Datasets

MatterTune provides support for various dataset formats and sources commonly used in molecular and materials science. Here’s a detailed overview of each supported dataset type:

XYZ Dataset

Simple and widely used atomic structure format that can be read from XYZ files.

API Reference: mattertune.configs.XYZDatasetConfig

config = mt.configs.MatterTunerConfig(
    model=...,
    data=mt.configs.AutoSplitDataModuleConfig(
        dataset=mt.configs.XYZDatasetConfig(
            src="path/to/your/structures.xyz"
        ),
        train_split=0.8,
        batch_size=32
    ),
    trainer=...
)

ASE Database

Direct interface with ASE database files, supporting custom property keys for energy, forces, and stress.

API Reference: mattertune.configs.DBDatasetConfig

config = mt.configs.MatterTunerConfig(
    model=...,
    data=mt.configs.AutoSplitDataModuleConfig(
        dataset=mt.configs.DBDatasetConfig(
            src="path/to/your/database.db",
            energy_key="energy",  # optional: custom key for energy
            forces_key="forces",  # optional: custom key for forces
            stress_key="stress",  # optional: custom key for stress
            preload=True  # whether to load all data into memory
        ),
        train_split=0.8,
        batch_size=32
    ),
    trainer=...
)

Materials Project Dataset

Direct integration with the Materials Project database, allowing for custom queries and property retrieval.

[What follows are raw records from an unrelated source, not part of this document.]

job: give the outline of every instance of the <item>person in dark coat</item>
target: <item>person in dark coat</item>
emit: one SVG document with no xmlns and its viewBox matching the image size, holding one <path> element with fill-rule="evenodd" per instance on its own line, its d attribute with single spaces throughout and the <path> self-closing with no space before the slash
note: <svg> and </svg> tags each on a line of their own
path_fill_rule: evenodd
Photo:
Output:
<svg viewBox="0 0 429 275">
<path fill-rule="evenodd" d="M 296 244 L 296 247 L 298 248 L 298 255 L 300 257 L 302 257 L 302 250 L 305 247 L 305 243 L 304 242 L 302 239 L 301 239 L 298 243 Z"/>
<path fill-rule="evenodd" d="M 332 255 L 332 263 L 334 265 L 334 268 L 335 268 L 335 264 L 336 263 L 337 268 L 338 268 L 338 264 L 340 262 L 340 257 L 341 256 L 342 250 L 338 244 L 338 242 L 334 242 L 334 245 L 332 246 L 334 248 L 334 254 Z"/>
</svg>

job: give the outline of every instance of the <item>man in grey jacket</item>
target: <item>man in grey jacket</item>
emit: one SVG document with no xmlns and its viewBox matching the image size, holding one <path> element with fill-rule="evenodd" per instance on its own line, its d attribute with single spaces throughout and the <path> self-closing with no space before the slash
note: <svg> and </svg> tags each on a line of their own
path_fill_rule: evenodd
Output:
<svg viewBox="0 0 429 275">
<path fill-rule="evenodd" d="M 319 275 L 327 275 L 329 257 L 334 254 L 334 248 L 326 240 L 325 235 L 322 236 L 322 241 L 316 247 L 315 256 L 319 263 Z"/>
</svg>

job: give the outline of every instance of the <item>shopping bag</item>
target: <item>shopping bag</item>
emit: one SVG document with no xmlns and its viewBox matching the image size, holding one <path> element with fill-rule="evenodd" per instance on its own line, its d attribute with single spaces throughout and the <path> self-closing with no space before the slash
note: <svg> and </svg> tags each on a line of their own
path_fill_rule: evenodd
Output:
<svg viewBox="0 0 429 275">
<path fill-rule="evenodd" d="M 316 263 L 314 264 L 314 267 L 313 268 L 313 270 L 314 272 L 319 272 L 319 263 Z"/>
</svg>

API Reference: mattertune.configs.MPDatasetConfig

config = mt.configs.MatterTunerConfig(
    model=...,
    data=mt.configs.AutoSplitDataModuleConfig(
        dataset=mt.configs.MPDatasetConfig(
            api="YOUR_MP_API_KEY",
            fields=["structure", "formation_energy_per_atom", "band_gap"],
            query={"elements": ["Li", "Fe", "O"], "nelements": 3}
        ),
        train_split=0.8,
        batch_size=32
    ),
    trainer=...
)

Materials Project Trajectories (MPTraj)

Access to molecular dynamics trajectories from the Materials Project, with filtering options for system size and composition.

API Reference: mattertune.configs.MPTrajDatasetConfig

config = mt.configs.MatterTunerConfig(
    model=...,
    data=mt.configs.AutoSplitDataModuleConfig(
        dataset=mt.configs.MPTrajDatasetConfig(
            split="train",  # or "val"/"test"
            min_num_atoms=5,  # optional: minimum system size
            max_num_atoms=100,  # optional: maximum system size
            elements=["Li", "Na", "K"]  # optional: filter by elements
        ),
        train_split=0.8,
        batch_size=32
    ),
    trainer=...
)

Matbench Dataset

Access to the Matbench benchmark datasets for materials property prediction tasks.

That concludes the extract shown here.